IV. Aumento de los desequilibrios en los consumos energéticos. Estados Unidos, por ejemplo, concentra el 24,4% del consumo energético mundial, pese a tener sólo el 4,7% de la población del Planeta. Si sumamos la Europa de los 15, Japón y Canadá, tenemos que poco más del 12% de la población concentra la mitad de todos los consumos energéticos. Es decir, la energía está convirtiéndose en uno de los indicadores de desigualdad mundial. Según consigna el Informe de 2004 sobre Desarrollo Humano del PNUD, el consumo energético medio en los países de la OCDE es de 8.503 Kw per capita, en tanto que en los países de desarrollo humano bajo es de 218 Kw per capita. Es decir, treinta y nueve veces menos.

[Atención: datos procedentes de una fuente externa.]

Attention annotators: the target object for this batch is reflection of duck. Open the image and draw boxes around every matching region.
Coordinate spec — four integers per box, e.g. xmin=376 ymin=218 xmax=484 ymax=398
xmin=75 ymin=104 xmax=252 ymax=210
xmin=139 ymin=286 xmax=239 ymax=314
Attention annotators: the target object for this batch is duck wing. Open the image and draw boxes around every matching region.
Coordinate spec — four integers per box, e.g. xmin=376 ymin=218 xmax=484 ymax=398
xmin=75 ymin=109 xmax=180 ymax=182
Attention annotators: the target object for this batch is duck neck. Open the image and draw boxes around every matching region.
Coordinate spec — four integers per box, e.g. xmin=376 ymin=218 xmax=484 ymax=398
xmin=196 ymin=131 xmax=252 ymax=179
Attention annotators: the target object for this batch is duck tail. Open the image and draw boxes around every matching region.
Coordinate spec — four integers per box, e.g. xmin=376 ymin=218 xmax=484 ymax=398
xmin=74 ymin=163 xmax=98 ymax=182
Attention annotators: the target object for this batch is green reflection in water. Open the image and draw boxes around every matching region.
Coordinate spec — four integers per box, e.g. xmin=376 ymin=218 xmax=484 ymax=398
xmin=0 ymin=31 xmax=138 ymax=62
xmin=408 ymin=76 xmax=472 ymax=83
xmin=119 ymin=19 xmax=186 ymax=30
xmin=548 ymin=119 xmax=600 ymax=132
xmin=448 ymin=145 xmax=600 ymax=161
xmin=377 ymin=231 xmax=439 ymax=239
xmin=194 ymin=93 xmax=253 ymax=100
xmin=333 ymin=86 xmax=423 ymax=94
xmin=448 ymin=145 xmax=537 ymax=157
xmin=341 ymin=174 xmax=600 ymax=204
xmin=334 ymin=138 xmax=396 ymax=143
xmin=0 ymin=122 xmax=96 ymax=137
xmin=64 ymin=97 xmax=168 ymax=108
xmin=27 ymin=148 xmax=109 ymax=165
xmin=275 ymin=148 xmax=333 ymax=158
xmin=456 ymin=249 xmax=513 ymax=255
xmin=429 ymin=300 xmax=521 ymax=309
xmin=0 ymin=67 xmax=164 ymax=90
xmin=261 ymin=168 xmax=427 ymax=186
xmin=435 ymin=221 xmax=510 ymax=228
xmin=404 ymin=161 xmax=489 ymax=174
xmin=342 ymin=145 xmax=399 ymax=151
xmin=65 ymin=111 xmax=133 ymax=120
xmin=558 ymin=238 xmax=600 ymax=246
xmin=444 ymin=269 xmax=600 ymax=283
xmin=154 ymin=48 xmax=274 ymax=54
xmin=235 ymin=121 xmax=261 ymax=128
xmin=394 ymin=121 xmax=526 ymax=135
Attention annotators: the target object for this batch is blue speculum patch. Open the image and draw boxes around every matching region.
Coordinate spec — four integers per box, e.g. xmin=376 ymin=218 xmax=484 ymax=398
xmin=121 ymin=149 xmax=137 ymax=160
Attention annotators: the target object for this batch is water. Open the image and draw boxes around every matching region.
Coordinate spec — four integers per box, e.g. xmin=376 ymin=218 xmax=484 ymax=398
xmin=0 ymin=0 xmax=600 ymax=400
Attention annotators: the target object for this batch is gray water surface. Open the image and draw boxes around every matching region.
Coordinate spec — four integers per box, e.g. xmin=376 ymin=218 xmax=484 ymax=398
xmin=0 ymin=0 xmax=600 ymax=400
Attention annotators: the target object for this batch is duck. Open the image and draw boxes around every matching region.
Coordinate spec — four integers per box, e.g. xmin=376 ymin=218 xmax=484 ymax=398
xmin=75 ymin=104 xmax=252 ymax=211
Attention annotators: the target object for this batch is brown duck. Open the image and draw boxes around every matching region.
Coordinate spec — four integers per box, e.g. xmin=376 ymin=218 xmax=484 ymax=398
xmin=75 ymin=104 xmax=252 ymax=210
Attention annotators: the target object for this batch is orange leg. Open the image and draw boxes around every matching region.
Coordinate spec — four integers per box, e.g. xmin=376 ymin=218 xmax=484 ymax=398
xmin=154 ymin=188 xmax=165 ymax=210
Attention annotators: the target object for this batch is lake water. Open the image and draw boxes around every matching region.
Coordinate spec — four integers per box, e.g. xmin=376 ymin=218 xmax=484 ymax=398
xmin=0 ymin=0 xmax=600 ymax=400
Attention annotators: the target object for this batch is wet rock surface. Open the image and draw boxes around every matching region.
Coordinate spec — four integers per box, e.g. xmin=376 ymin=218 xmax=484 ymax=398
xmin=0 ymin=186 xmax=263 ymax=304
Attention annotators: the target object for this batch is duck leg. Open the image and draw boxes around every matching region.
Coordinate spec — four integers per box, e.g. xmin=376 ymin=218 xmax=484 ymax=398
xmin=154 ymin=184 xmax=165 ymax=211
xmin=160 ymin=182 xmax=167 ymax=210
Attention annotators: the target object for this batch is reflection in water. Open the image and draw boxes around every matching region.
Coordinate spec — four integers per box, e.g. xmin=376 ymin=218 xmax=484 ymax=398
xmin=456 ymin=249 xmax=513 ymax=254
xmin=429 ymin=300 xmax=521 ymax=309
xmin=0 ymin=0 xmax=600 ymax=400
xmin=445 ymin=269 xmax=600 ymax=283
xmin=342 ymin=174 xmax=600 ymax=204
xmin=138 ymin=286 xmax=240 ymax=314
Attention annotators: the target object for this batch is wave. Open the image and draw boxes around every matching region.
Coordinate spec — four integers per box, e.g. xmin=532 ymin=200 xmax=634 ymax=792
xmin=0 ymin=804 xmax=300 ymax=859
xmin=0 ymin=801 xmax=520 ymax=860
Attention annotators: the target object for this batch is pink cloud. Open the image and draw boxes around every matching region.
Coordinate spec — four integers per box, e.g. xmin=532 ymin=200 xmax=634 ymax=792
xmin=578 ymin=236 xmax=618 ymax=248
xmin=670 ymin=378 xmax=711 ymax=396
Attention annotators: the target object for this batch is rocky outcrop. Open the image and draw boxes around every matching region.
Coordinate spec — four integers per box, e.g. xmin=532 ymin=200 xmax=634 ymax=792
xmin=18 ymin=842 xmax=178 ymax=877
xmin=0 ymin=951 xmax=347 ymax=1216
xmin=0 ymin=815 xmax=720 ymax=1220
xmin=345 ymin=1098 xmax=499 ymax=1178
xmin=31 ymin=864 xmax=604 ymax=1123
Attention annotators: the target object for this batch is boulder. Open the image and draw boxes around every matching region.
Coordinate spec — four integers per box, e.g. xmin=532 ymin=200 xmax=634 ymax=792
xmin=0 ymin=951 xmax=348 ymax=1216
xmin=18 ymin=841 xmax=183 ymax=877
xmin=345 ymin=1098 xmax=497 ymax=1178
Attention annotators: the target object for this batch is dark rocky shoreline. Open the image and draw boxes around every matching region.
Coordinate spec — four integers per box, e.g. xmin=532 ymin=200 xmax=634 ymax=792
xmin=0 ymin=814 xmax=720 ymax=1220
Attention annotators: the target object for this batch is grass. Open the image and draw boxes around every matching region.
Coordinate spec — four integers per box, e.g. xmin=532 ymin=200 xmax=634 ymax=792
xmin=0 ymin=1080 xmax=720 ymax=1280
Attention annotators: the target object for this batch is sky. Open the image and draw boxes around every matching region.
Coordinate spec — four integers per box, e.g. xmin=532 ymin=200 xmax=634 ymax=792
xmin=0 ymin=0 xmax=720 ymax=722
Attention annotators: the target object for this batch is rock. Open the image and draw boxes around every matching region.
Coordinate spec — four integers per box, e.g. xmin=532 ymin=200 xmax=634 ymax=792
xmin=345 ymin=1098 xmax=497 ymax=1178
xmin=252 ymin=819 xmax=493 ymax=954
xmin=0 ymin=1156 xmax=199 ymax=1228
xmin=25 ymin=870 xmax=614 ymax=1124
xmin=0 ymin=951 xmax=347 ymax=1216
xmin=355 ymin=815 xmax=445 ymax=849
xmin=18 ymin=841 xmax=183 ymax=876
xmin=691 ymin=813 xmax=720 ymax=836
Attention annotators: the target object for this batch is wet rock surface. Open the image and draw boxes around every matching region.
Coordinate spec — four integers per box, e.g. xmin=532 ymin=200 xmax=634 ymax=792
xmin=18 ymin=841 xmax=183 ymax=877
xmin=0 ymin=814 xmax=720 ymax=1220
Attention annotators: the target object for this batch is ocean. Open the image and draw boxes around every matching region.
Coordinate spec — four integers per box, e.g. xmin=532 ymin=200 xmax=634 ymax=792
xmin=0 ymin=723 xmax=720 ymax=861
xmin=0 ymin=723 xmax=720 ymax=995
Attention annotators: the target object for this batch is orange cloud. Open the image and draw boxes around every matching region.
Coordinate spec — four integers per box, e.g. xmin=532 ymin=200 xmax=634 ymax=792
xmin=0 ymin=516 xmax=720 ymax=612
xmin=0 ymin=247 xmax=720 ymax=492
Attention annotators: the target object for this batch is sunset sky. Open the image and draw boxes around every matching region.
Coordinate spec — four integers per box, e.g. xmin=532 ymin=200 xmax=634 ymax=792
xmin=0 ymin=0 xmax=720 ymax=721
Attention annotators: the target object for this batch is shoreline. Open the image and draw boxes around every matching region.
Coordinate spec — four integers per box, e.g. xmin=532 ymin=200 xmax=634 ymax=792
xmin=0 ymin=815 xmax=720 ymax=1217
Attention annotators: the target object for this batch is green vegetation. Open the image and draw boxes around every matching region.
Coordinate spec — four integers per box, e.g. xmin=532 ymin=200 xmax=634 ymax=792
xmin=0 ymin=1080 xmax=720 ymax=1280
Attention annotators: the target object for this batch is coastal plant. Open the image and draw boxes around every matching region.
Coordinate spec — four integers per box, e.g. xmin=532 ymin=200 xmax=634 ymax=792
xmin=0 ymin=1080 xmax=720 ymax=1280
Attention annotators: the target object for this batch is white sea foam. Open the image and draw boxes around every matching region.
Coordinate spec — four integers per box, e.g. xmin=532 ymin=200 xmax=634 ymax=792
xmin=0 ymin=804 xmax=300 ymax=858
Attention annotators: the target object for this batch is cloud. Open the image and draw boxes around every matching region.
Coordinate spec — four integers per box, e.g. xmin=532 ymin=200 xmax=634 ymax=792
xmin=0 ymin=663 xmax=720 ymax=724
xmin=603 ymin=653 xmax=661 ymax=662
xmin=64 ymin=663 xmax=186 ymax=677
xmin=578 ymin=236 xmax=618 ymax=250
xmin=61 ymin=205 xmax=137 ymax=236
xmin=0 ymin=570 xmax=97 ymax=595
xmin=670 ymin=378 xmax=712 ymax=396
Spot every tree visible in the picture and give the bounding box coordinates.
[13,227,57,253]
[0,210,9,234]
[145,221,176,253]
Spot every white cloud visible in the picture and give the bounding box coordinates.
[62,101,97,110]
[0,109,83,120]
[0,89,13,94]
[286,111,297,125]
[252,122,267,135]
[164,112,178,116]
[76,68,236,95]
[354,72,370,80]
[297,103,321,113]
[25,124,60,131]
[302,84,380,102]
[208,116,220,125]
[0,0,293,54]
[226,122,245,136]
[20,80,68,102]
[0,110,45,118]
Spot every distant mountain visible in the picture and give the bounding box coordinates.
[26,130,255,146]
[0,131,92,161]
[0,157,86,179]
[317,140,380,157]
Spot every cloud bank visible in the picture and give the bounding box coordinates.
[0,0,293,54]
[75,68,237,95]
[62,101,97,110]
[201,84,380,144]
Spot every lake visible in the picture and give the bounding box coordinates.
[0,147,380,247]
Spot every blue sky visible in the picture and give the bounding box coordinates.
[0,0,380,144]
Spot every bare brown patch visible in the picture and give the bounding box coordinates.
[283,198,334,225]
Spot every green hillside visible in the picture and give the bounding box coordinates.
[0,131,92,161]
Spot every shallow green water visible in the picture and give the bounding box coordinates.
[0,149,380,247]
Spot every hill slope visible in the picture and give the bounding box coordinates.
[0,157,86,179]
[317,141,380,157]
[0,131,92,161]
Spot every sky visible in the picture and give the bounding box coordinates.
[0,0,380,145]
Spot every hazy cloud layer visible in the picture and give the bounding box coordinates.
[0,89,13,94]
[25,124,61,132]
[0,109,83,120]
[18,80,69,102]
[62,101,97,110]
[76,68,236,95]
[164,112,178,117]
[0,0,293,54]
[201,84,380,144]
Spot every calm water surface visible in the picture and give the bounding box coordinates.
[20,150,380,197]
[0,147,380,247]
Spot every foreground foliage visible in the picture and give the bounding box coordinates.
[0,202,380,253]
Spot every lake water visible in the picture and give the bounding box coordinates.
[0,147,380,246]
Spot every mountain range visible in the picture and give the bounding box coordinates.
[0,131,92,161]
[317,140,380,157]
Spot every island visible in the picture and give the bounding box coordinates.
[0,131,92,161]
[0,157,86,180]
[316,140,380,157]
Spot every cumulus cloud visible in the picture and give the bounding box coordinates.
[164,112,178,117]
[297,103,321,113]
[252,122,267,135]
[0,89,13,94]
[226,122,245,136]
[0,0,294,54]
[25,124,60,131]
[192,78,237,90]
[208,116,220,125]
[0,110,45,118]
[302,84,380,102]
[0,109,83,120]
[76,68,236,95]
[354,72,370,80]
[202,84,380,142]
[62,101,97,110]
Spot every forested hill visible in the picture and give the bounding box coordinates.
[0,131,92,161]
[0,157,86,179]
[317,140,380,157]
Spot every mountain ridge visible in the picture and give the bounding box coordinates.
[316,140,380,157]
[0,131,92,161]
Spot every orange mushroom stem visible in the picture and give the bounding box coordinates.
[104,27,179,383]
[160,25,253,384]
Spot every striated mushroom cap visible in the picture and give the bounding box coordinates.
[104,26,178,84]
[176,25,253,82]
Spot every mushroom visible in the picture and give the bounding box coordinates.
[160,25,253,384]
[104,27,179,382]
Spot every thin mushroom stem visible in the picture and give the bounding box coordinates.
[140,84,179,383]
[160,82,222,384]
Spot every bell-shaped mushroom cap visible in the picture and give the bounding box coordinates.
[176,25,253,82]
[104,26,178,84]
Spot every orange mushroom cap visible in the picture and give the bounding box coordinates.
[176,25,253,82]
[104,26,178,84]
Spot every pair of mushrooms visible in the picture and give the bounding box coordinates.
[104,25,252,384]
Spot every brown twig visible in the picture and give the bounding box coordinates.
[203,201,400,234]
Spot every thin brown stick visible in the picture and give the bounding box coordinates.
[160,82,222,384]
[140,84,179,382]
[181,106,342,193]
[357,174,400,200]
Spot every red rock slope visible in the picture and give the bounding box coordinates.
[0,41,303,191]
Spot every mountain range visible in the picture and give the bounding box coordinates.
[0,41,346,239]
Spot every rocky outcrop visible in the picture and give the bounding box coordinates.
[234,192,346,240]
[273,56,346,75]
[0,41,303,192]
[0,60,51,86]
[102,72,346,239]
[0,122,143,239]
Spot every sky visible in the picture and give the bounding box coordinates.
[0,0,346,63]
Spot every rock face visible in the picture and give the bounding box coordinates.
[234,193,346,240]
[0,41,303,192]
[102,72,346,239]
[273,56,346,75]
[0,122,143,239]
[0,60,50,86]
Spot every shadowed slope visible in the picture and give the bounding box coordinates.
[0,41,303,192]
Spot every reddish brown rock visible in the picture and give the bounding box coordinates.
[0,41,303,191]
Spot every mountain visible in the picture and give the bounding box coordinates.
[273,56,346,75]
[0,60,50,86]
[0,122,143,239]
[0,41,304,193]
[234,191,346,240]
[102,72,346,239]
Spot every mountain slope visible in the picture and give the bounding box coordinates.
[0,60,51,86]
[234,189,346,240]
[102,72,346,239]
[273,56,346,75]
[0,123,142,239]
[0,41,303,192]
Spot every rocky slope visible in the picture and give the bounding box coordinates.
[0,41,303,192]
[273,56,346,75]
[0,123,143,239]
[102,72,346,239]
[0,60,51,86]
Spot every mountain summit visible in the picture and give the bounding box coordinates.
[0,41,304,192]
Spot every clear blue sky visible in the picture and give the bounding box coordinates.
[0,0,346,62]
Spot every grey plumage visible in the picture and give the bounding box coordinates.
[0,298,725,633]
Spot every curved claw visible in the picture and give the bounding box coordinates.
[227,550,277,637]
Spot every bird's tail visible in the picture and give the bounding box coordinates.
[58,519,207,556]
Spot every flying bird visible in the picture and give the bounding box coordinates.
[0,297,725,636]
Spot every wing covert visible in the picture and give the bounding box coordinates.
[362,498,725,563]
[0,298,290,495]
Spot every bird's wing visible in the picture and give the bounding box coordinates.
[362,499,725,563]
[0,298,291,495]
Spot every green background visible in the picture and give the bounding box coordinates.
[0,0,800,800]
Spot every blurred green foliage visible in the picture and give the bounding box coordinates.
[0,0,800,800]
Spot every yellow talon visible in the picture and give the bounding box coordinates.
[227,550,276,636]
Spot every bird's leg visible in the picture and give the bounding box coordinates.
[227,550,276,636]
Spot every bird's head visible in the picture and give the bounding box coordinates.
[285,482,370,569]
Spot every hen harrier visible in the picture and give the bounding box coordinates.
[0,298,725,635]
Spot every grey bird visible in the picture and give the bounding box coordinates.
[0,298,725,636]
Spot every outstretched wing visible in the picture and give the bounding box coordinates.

V. Evolución de los precios del petróleo que, como todo bien limitado, tiende a hacerse escaso a medida que aumenta la demanda y no puede mantenerse constante la oferta. Si están correctamente formuladas las leyes del mercado –lo cual en el caso del petróleo es muy complejo- a medio plazo son inevitables fuertes aumentos en su precio. A no ser que una potencia o grupo dominante logre hacerse con su control absoluto, reservándolo sólo para una minoría del Planeta. Con lo cual se podría retrasar durante algún tiempo la tendencia al encarecimiento que vendrá impuesta por la lógica de “la escasez creciente y la demanda ascendente”.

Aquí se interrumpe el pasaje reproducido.